Gartner this week forecasted public cloud revenue to increase 17% over the next year, with the highest growth rate projected for infrastructure as a service (IaaS). Gartner predicted IaaS revenue will growth 24%, from $40.3 billion to $50 billion.
Success of the public cloud has on-premises infrastructure vendors changing their pricing models and procurement strategies.
Hewlett Packard launched its GreenLake services program in 2018, and claims all of its IT technology will be available as a service by 2022. Storage vendor NetApp unveiled its Keystone as-a-service pricing last month, and makes its storage software available through public clouds. Dell On Demand is an expansion of its Dell EMC storage as a service (SaaS) initiative, and Dell executives said this week they will continue to make more products available with utility pricing.
"Every vendor is going to have to do it," Evaluator Group senior strategist and analyst Randy Kerns said of as-a-service pricing. "If you don't do it, you're in trouble. It's the best way to get an off-cycle sale. When IT needs to buy something, they usually have to wait until the next buying cycle to get it in the budget. [With on-demand pricing] you can buy resources now."
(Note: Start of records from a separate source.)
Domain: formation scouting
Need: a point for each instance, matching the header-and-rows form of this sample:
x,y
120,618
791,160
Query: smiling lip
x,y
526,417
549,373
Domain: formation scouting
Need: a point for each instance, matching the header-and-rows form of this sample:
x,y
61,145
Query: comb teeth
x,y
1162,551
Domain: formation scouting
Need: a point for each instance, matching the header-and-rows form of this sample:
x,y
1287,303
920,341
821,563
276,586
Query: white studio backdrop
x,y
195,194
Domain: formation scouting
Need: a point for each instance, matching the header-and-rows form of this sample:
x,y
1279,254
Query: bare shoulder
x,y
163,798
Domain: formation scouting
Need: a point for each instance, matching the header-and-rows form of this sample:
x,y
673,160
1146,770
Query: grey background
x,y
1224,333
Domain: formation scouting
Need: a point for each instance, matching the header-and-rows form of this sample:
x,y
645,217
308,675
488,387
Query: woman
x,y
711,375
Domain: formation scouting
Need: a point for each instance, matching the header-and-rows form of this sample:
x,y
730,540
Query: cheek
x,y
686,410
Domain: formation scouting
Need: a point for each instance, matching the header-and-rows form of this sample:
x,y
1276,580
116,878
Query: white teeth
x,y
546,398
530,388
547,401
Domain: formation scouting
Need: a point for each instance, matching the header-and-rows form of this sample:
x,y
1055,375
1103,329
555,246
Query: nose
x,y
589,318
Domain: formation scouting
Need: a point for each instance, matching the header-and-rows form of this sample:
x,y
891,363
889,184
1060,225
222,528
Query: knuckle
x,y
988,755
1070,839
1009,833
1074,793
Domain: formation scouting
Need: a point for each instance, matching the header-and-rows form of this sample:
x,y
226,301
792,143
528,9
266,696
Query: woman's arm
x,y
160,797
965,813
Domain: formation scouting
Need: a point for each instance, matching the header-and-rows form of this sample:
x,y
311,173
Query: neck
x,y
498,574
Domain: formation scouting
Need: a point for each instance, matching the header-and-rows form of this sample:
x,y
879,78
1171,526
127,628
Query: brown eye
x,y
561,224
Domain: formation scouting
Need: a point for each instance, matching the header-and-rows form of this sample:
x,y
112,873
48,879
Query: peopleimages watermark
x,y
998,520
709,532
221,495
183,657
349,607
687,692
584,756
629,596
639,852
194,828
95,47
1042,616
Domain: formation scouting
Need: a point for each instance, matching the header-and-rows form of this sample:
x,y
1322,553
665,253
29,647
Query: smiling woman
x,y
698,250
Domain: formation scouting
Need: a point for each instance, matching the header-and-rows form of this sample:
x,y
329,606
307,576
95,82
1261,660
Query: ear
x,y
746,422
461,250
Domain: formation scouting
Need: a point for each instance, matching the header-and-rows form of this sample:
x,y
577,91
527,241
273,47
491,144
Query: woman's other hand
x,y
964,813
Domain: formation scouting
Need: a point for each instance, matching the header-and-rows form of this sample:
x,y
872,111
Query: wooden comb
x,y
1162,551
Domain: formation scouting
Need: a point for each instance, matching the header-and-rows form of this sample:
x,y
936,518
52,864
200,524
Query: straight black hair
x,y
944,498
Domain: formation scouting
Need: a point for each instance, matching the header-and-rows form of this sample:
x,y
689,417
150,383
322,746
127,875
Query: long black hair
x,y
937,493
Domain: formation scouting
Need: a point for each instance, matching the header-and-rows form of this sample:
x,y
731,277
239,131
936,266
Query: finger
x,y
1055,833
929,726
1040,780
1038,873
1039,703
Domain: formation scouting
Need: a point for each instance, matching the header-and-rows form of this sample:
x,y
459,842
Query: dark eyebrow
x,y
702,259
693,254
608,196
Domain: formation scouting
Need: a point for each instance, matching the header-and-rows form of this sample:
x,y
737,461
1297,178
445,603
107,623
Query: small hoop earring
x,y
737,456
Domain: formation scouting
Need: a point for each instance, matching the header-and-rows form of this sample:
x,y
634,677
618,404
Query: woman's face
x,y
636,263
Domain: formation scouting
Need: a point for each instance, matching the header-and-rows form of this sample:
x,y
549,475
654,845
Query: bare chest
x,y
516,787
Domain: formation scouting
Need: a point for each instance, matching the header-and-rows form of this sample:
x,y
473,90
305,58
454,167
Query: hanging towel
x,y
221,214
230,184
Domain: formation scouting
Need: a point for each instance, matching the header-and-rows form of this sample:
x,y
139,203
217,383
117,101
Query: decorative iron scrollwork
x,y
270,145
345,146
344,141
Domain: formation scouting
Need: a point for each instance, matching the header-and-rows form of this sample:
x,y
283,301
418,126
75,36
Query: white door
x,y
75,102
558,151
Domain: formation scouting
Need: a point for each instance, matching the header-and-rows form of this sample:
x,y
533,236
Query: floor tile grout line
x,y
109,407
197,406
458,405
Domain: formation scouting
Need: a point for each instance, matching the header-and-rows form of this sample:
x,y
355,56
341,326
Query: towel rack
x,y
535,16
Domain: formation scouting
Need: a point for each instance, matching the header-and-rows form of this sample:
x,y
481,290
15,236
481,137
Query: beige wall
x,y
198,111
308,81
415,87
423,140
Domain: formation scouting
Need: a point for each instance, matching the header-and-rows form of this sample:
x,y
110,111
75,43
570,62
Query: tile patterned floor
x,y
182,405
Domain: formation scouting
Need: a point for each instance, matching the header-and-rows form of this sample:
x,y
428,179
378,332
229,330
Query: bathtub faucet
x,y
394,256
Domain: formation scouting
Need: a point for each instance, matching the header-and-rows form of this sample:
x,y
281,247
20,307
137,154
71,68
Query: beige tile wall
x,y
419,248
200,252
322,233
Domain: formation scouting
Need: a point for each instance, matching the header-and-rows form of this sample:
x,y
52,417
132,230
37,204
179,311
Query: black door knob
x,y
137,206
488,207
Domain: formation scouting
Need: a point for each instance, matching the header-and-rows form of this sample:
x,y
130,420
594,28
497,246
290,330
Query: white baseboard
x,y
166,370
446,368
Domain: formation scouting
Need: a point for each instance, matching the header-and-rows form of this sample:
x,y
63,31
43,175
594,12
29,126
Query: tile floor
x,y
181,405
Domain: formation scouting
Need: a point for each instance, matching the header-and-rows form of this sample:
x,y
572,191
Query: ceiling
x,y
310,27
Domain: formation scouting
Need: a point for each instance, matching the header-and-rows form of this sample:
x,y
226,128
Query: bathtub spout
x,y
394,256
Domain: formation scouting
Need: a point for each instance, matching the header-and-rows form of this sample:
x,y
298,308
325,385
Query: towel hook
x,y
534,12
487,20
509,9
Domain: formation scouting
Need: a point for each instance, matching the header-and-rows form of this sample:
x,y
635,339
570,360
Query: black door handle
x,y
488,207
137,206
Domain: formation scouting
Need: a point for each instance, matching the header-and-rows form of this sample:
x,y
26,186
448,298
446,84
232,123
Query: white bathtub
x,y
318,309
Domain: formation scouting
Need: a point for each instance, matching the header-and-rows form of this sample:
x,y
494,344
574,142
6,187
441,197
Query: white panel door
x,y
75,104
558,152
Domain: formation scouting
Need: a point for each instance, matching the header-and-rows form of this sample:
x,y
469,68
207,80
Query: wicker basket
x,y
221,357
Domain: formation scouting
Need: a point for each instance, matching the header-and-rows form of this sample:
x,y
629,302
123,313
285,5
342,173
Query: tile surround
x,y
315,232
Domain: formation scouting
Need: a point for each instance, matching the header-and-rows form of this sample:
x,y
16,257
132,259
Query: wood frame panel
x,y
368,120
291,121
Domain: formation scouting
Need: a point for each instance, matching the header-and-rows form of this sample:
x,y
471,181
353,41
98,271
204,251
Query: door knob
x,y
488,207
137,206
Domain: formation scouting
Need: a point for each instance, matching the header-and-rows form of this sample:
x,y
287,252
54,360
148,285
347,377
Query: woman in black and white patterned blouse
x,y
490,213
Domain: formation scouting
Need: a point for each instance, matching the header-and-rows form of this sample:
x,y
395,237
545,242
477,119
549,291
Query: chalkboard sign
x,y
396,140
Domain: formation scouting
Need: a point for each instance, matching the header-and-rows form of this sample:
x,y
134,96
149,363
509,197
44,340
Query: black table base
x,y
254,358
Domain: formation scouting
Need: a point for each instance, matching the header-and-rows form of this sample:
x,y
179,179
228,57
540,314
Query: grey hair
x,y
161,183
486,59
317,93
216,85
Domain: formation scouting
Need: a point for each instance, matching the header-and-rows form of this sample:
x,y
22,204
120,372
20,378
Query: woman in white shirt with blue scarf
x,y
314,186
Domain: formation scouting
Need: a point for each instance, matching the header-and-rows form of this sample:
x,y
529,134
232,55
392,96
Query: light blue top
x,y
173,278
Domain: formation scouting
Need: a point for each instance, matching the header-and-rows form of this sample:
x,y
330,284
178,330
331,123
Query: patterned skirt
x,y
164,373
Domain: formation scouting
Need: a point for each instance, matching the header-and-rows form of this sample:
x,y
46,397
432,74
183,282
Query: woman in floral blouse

Do converged and hyper-converged equal on-premises cloud?
Michael Dell said the ability to bring the entire infrastructure stack together was the main impetus of the EMC acquisition that closed three years ago. PowerOne converged infrastructure and VxRail hyper-converged systems are examples of how his original strategy has come to fruition, he explained.
"Just storage and just networking and just compute, and just software and just hardware was not the answer; we had to bring them all together," he said. "One thing we never hear from customers is, 'Would you please operate like 20 different companies?' All the efforts we've been involved in, from the converged infrastructure, hyper-convergence, VxRail and now PowerOne, we've been working on creating the on-premises clouds."